Most insulting was Siller’s final comment: “Your personal affairs are in the red, your development is in the red, and your only substantial source of income is loans from your mother.”


Siller’s concern was well-founded. The property struggled during its first year, and Aladdin bosses mentioned the possibility of bankruptcy in a Security and Exchange Commission filing last August after poor slot and hotel room results forced them to cut its work force from 4,500 workers to 3,000.


After the Sept. 11 terrorist attacks depressed air travel worldwide, Aladdin’s business nosedived, and the property’s executives filed for bankruptcy protection.


The property’s performance and a potential obligation to fund more shortfalls reportedly forced London Clubs Chairman Alan Goodenough from his job. The company’s Las Vegas investment, along with the Sommer Trust’s investment, will probably be a total loss, insiders say.


“Welcome to Las Vegas,” one casino boss said with a laugh. “Now go home.”

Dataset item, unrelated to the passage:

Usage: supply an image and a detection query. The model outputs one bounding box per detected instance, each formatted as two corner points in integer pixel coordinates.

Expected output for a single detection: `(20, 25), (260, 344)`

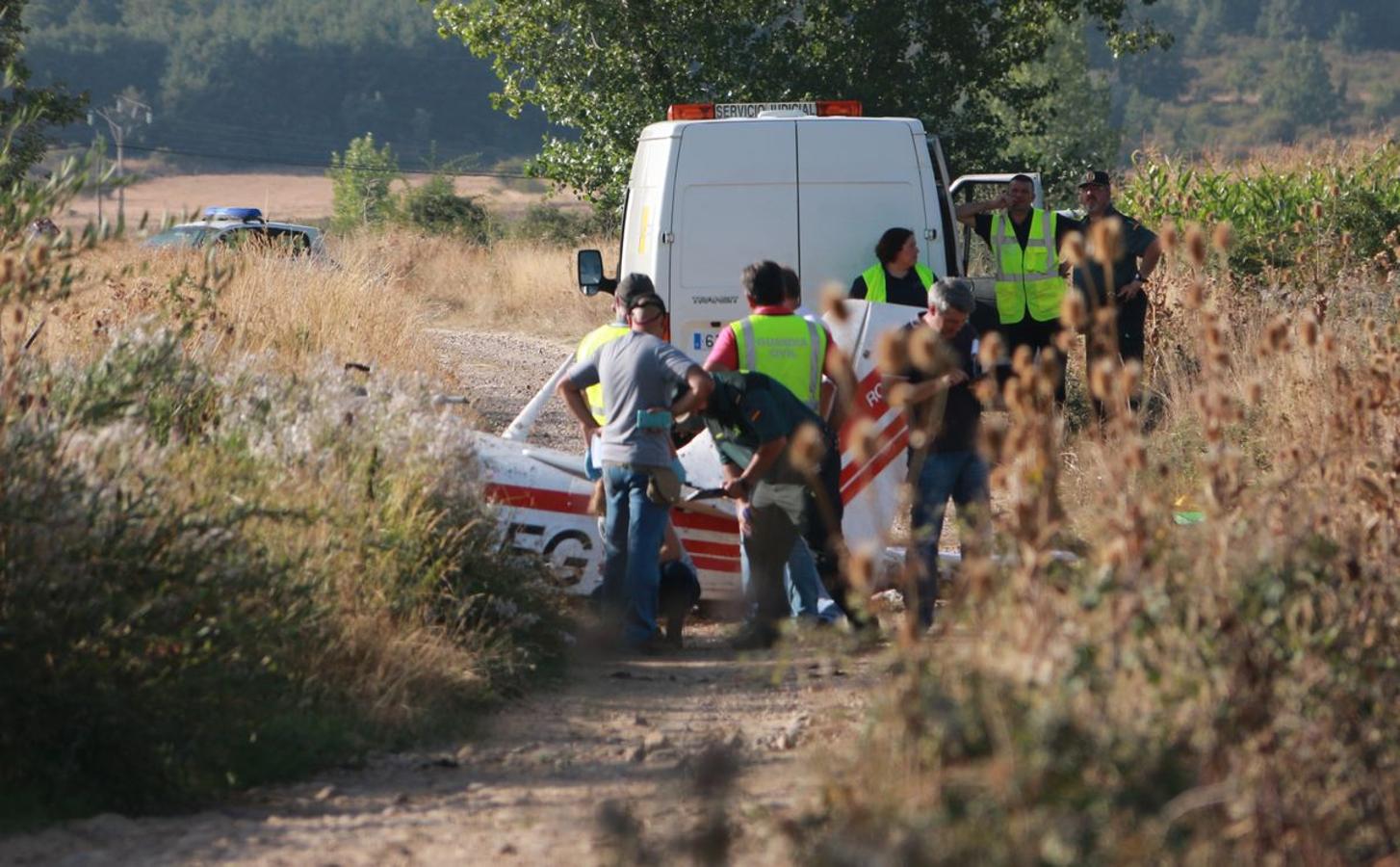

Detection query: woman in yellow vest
(851, 227), (937, 309)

Casino executives, most of whom spoke on condition of anonymity, said the property management’s inexperience led to one especially fatal design flaw.

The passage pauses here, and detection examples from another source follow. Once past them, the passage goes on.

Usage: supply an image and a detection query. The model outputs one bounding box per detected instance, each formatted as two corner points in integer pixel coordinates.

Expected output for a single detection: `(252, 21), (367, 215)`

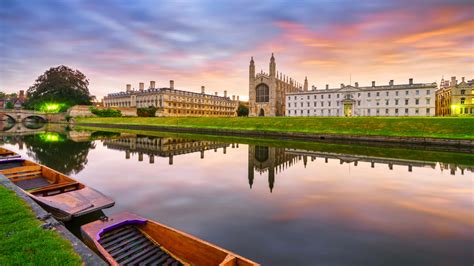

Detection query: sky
(0, 0), (474, 99)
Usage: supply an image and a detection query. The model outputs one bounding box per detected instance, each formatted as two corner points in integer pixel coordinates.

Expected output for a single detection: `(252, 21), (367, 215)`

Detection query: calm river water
(2, 128), (474, 265)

“Saving the giant monolith (the Theatre of the Performing Arts) was a huge mistake,” said one boss.


Bob Boughner, president and chief executive officer of the Borgata, the now-under-construction Atlantic City megaresort co-owned by Boyd Gaming Corp. and MGM Mirage, said Borgata executives paid close attention to the Aladdin’s development and execution.


Boughner toured the Aladdin a few months before it opened and has returned several times since, and he agreed that keeping the theater was a mistake.

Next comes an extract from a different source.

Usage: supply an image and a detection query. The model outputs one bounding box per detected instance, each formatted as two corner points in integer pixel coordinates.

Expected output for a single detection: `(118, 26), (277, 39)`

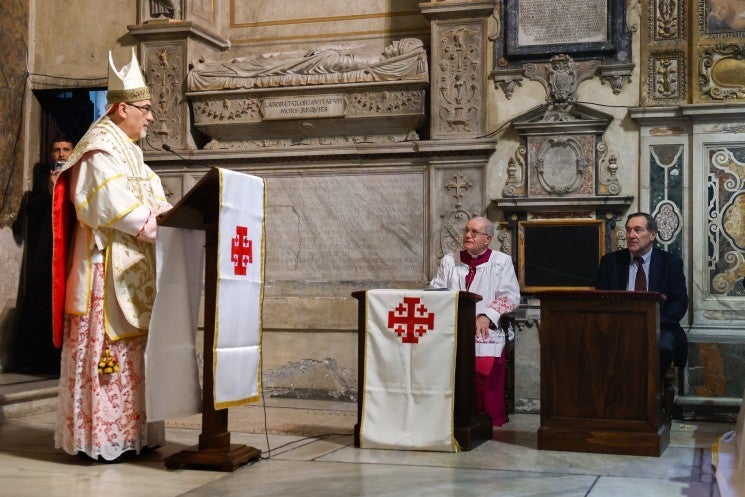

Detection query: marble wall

“They would have been better off working with a clear site,” he said. “The owners’ limited experience probably led them to overlook access, visibility and convenience.”


The London Clubs salon has a charming design, but is “clearly in the wrong area, off the casino floor,” Boughner said. “It does not have a feeling of exclusivity.”


Opening without a database of potential customers was another major problem, the New Jersey executive said, as was the decision to keep the Aladdin name.


“It didn’t make sense to spend over a billion on a tired concept,” he said.


As for where the property goes in its third year and beyond, Aladdin continues to work with limited financial resources as KPMG Corporate Recovery Services partner Jeff Truitt tries to peddle the megaresort.


Several parties have bid on the property, sources said, but Truitt did not return phone messages.


Unsecured creditors’ lawyer Frank Merola said recently that Truitt was allowing financial markets to decide if and when the bankrupt megaresort should be sold.


“The property is making money, so the debtor can afford to let the market decide the timeline,” Merola said.


Aladdin Chief Financial Officer Tom Lettero’s most recent monthly financial status summary filed with the bankruptcy court reported $16.3 million in June revenue, down from $19.9 million in May, $21.8 million in April and $25.5 million in March.


June expenses were $19 million, compared with $19.5 million in May, $14.7 million in April and $22.1 million in March.


The property reported a net loss of $3.5 million in June, compared with a $423,369 loss in May, a net profit of $2.7 million in April and a $1.1 million net loss in March.


The Aladdin owes its secured creditors $542.5 million, including about $435 million to bankers holding a deed of trust on the property and $70 million to companies leasing equipment and providing slot machine loans. Unsecured creditors are owed another $85.7 million.


Property executives hope some small capital expenditures can add allure to the 2-year-old megaresort.


First, the property is now called “The all-new Aladdin” in marketing pitches, property spokesman Fred Lewis said.


A ‘hugely successful” nightclub, Curve, recently opened in the London Club, and plans are under way to open a wedding chapel, Lewis said.


A 400-seat showroom run by the Aladdin will also open soon, he said.


The work force is down to 2,800 workers, but some laid-off workers are being recalled as business improves, Lewis said.